Although numerous laboratory studies have demonstrated the potential application of coumarin in the agricultural field, its practical implementation in field settings remains constrained. This limitation primarily stems from coumarin's mode of action, which involves growth inhibition rather than direct lethality against target organisms. Consequently, this mechanism may necessitate increased application frequency and higher dosage requirements compared to conventional chemical herbicides. Nevertheless, these challenges do not negate coumarin's potential for field application. The primary research focus currently centers on enhancing its biological efficacy and improving application efficiency to facilitate practical implementation. The integration of advanced nanocarriers with plant‐derived pesticides presents an effective strategy for improving the performance of these natural products. ³⁰ Nanotechnology is increasingly recognized as a viable pathway for sustainable agricultural development. ³¹ Experimental researches conducted on various plant species have demonstrated that nanocarriers can significantly improve the absorption and translocation of herbicide active ingredients within plants. ³²

Nanoparticle CDs exhibit excellent biodegradability and biocompatibility, characterized by rapid cellular absorption and high stability, making them suitable candidates for drug loading and release applications. ³³ The biological origin of CDs provides several advantages, including wide availability, low production costs, health benefits, and environmental safety, rendering them virtually harmless to humans and other organisms. In comparison to other nanomaterials, carbon‐based nanomaterials possess more stable properties that are less influenced by particle size variations, ³⁴ exhibiting superior characteristics. Therefore, biomass CDs emerge as ideal nanomaterials for enhancing both the activity and utilization efficiency of plant‐derived active substances. Based on these considerations, we selected black wolfberry as our raw material and prepared biomass CDs using a hydrothermal method. Black wolfberry is abundant in protein, fat, dietary fiber along with various vitamins and phenolic compounds, thus it serves as an excellent biomass raw material source rich in carbon content.

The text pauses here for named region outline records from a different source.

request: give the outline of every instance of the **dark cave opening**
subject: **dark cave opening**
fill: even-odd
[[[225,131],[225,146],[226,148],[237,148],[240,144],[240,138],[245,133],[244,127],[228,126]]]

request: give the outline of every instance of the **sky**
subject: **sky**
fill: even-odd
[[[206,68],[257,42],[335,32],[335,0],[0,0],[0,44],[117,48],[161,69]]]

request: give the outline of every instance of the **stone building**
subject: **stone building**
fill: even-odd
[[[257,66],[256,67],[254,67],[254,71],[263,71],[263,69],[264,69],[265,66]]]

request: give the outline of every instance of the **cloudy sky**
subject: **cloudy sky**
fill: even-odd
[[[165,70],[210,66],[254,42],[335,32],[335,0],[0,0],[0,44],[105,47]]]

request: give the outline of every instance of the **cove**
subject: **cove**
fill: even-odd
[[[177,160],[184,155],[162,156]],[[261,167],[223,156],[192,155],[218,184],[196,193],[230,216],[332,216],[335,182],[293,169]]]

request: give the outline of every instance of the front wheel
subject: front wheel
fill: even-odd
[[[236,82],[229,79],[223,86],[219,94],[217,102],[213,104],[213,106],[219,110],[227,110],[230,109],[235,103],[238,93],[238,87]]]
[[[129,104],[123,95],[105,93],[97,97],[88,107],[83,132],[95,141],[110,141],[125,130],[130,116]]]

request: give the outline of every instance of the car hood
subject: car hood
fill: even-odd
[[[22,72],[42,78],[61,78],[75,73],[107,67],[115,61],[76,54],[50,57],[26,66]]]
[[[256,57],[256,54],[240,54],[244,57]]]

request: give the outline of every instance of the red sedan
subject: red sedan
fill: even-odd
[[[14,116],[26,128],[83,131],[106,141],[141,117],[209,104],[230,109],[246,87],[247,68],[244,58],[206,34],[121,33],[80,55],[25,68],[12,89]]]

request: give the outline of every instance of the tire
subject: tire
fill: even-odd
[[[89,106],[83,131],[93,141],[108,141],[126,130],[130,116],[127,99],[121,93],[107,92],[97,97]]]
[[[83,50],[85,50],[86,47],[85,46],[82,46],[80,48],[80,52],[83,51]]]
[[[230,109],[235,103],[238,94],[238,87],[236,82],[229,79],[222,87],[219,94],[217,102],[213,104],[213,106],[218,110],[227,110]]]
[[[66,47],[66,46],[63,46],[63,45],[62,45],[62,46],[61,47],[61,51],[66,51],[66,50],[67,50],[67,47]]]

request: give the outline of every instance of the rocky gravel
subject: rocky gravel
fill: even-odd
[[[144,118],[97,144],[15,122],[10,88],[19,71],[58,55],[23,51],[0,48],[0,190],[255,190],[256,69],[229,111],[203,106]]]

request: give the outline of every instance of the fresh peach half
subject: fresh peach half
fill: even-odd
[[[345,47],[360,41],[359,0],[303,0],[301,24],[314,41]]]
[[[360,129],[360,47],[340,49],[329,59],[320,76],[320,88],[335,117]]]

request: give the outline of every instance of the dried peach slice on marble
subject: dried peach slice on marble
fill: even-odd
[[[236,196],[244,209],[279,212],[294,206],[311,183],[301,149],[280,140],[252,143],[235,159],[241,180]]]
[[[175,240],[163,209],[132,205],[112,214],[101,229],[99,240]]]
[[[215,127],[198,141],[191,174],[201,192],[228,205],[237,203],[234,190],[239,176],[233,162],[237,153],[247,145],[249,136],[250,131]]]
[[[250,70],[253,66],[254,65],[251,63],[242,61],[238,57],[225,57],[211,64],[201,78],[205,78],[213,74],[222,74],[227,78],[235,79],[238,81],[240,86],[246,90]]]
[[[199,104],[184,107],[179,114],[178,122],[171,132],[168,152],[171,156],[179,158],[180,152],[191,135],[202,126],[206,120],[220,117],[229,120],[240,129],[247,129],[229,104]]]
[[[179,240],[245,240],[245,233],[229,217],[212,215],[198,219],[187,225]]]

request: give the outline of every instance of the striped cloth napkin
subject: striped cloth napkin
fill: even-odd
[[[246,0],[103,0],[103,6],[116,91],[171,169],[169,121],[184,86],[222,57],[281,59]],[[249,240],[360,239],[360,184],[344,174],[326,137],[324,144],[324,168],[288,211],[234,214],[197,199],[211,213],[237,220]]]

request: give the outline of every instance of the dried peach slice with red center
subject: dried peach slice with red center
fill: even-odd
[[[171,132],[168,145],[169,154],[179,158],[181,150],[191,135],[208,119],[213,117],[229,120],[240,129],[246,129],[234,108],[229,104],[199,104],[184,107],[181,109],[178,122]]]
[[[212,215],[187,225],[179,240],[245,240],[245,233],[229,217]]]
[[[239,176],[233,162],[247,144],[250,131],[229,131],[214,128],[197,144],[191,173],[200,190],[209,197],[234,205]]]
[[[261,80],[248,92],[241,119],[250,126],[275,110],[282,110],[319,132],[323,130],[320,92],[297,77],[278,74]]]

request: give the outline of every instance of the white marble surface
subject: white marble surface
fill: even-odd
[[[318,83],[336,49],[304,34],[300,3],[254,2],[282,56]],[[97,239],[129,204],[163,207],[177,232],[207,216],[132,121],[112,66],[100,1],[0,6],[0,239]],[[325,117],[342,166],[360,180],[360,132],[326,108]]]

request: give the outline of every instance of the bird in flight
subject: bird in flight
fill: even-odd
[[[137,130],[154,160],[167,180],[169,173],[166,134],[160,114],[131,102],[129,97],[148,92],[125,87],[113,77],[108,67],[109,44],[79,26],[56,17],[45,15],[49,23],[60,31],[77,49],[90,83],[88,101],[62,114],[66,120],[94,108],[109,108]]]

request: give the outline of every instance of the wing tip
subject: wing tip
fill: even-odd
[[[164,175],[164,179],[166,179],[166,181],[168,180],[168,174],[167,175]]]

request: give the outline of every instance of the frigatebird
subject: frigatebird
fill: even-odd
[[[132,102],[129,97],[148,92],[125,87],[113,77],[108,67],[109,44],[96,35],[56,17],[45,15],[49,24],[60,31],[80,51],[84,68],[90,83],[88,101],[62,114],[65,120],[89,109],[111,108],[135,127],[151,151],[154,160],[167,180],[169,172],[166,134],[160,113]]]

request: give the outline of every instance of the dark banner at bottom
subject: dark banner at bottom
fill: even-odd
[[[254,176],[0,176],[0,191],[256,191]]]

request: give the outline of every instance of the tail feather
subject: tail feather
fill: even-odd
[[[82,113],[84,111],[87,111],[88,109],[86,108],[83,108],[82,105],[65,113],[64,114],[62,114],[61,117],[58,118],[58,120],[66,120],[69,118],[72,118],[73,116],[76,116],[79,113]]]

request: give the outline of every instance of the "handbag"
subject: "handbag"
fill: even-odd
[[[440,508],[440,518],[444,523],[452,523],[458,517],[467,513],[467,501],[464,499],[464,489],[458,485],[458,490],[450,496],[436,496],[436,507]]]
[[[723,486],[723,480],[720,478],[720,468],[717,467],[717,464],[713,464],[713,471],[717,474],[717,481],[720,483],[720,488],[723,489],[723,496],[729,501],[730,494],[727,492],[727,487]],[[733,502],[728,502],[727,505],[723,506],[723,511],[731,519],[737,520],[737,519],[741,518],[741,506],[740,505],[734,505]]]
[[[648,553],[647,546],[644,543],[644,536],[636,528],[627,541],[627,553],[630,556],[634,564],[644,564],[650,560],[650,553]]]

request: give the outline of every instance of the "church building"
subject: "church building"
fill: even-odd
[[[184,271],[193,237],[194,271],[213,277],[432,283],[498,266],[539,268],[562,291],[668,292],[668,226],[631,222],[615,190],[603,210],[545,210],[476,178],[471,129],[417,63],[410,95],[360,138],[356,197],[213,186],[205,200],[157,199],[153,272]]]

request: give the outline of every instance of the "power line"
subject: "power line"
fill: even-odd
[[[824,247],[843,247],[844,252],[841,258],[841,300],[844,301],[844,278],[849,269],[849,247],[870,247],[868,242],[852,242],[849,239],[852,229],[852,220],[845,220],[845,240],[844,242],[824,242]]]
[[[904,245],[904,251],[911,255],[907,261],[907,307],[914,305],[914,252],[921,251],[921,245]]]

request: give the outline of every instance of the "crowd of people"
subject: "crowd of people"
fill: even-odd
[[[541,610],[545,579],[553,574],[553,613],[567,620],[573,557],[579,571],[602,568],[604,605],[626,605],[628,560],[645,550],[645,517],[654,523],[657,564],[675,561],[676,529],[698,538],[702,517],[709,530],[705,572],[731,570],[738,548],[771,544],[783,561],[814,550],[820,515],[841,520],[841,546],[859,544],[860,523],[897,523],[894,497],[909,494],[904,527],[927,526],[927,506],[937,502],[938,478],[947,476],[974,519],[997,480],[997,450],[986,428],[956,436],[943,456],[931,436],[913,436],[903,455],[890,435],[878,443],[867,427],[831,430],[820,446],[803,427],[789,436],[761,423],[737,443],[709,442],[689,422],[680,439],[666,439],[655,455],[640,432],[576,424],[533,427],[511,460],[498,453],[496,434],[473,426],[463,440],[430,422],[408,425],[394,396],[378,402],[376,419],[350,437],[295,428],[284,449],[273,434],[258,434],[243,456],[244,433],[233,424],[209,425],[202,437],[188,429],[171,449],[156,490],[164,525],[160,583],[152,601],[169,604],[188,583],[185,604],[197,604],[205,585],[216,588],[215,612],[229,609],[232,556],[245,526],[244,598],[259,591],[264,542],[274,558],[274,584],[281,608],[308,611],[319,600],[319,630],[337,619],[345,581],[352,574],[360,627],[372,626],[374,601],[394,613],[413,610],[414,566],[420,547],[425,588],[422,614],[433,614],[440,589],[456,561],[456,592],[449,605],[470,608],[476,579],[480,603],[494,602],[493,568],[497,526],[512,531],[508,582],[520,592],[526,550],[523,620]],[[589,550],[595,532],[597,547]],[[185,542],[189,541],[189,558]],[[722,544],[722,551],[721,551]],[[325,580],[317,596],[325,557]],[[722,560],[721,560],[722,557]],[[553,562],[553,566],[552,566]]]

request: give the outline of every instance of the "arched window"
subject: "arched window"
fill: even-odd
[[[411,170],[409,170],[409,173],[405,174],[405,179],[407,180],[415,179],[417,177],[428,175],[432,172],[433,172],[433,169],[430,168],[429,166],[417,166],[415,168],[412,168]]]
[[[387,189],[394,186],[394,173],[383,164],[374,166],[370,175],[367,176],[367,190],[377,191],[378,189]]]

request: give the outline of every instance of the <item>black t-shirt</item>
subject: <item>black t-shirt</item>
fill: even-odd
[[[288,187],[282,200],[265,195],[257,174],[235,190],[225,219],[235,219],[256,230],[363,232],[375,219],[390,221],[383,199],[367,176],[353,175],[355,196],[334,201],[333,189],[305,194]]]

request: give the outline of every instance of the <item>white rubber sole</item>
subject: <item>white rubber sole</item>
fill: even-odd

At present, the methods for synthesizing CDs typically include microwave radiation, hydrothermal processes, and laser ablation techniques. Among these, the hydrothermal method stands out for its environmental friendliness, cost‐effectiveness, and operational simplicity. ³⁵ This method has been successfully employed to prepare novel carbon‐based materials from various biomass feedstocks such as papaya, garlic and rice husk. ³⁶ , ³⁷ , ³⁸ CDs synthesized via the hydrothermal method exhibit excellent performance and are amenable to modification, facilitating their application in cellular and biological contexts. In addition to enabling the efficient introduction of drug molecules into biological cells, they can also serve as effective agents for biological imaging. ³³ After evaluating the advantages and limitations of several synthesis methods, this study concluded that the hydrothermal technique is particularly suitable for preparing CDs from black wolfberry. The CDs produced through this method generally demonstrate good hydrophilicity and high stability. Our characterization results support this conclusion: TEM revealed that the prepared CDs were uniformly distributed with a nearly spherical morphology. These CDs exhibited uniform dispersion (Fig. 3(b)). Infrared spectroscopy analysis indicated the presence of numerous hydrophilic functional groups on their surfaces, including carboxyl, hydroxyl, and amino groups, making them ideal nanocarriers for applications in plant systems (Fig. 3(d)).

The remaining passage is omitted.